In August 2004, McMullan accused Haegert of the following:
On August 25, 2004, the first day of the 2004-2005 academic year at the University, McMullan was seated in the English Department lounge interviewing a prospective student, Cassandra Stichter, and her parents. McMullan asserts that Haegert walked over to where McMullan was seated and stood directly in front of her with his belt at her eye level about a foot from her face, said "Hi, Sweetie" and then "touched and moved his fingers on [McMullan's] neck and chin in a tickling gesture for a long moment while [she] was addressing the prospective family."
Haegert disputed this version of the events.
Haegert was put on administrative leave while the University conducted an investigation and was eventually terminated. Haegert then filed a complaint against the University for breach of contract. The parties filed cross-motions for summary judgment and the trial court granted the University's motion. Haegert appealed.

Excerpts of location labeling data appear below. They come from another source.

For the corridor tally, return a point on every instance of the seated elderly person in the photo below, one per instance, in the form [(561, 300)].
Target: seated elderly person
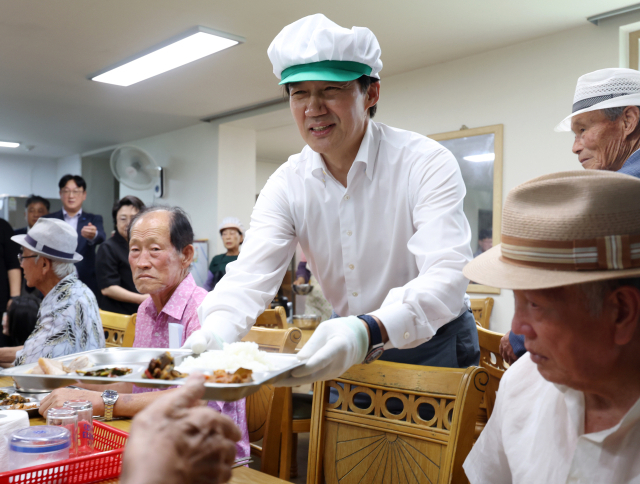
[(160, 253), (68, 321), (569, 409), (606, 124)]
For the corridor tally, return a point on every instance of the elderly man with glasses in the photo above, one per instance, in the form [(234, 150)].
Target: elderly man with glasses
[(569, 409), (68, 321)]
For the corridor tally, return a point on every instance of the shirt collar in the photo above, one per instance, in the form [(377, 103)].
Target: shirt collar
[(632, 165), (180, 298), (76, 215), (367, 155)]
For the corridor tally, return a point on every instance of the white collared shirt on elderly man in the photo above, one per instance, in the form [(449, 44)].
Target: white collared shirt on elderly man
[(392, 243)]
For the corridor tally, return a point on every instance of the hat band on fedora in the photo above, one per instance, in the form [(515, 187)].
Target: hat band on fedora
[(48, 250), (587, 103), (613, 252)]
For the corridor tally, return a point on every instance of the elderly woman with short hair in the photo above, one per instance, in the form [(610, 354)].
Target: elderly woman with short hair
[(160, 253)]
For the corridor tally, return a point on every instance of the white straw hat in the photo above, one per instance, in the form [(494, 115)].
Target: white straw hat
[(52, 238), (563, 229), (231, 223), (606, 88), (316, 49)]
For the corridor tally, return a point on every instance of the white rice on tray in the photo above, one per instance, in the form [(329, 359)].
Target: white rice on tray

On appeal, the Court noted that the sexual harassment alleged was the creation of a hostile work environment, not a
quid pro quo. It concluded that Haegert's conduct was not sufficient to create a hostile work environment.

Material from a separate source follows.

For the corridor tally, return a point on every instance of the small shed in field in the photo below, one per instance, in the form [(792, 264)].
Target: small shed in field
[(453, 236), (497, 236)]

In the present case, while Haegert's comments and behavior might be characterized by some as inappropriate, vis-à-vis a co-worker, the complained of comments and behavior in this one incident do not constitute actionable sexual harassment in the form of hostile work environment. McMullan acknowledged that she did not tell Haegert that prior chin-chucking was unwelcome, and she never told him to stop engaging in that conduct with her. Instead, McMullan claimed that Haegert should have known that his conduct was unwelcome because of the look on her face, or her stony silence. Haegert had been put on notice by the University that he was not to use terms of endearment with his female students, and was not to hug or touch female students. However, prior to the University's investigation of McMullan's formal complaint, Haegert had not been put on notice that McMullan found his conduct to be offensive and unwelcome. The University, therefore, did not establish by clear and convincing evidence that Haegert had committed sexual harassment in the form of hostile work environment.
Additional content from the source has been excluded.